Открывши глаза, узрел внимательную морду степного разбойника, чекалки, подбиравшегося к куску с мясом. Васка шевельнул рукой, чекалка хоркнул, исчез и уже за кустами залился обиженным тявканьем. Васка, словно зверь, пожевал сырого, вымытого водою до бледноты, мяса, с трудом проглотил, зная только, что есть надобно, иначе не встанет на ноги. Полежавши еще, начал сбивать колоду. Забухшее дерево, однако, поддавалось плохо, скрепы не желали вылезать из пазов, и, намучась, Васка бросил напрасные усилия.
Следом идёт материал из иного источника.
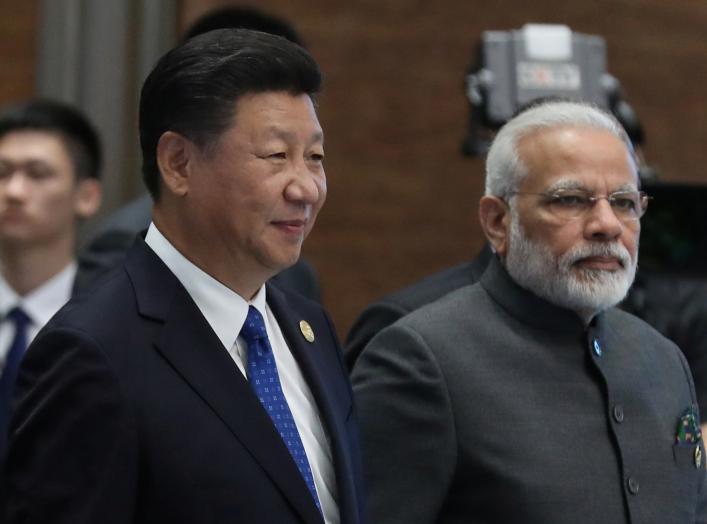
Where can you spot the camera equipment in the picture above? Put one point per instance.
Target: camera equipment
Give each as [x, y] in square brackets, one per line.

Встал, качаясь, и побрел сквозь кусты, спотыкаясь и падая, с отчаянием думая о том, что так и умрет с колодой на шее. Брел уже в полусознании, когда наткнулся на конный татарский разъезд и, словно в холодную воду бросаясь, закричал, замахал руками. Его окружили. На счастье Васки, татары оказались не свои, Тохтамышевы. Речь их Васка понимал не так хорошо, но все же понимал и объяснить сумел, что-де бежит от Мамая, имея важные вести к ихнему хану. Татары, перемолвивши друг с другом и поспорив, – был миг, когда показалось, что просто убьют, – таки решили поверить беглецу. Тут же двое привычно и быстро разняли колодку у него на шее, и Васка, впервые почти за год жизни оказавшись без рабского ожерелья, обеими руками схватился за щеки (голова отвычно закачалась, нетвердо держась на плечах) и так стоял, боясь уронить голову или свихнуть шею, глядя сумасшедшими глазами на своих спасителей, новых ли господ – все равно! Ему дали пожевать кусок черствой лепешки, налили кумысу в деревянную чашку, помогли забраться на поводного коня… Уже к вечеру Васка сидел в шатре перед огланом и сказывал, вдохновенно привирая, что Мамай сряжается в поход противу Руси, что он хотел бежать к Тохтамышу, но был схвачен и закован в колодку. Татарин глядел на него исподлобья, кивал головою. Про Мамаев поход он уже знал, а осмотревшие шею пленника донесли ему, что колодку раб носит на шее, судя по натертым мозолям, не менее года, – Что можешь делать? – перебил излияния Васки оглан.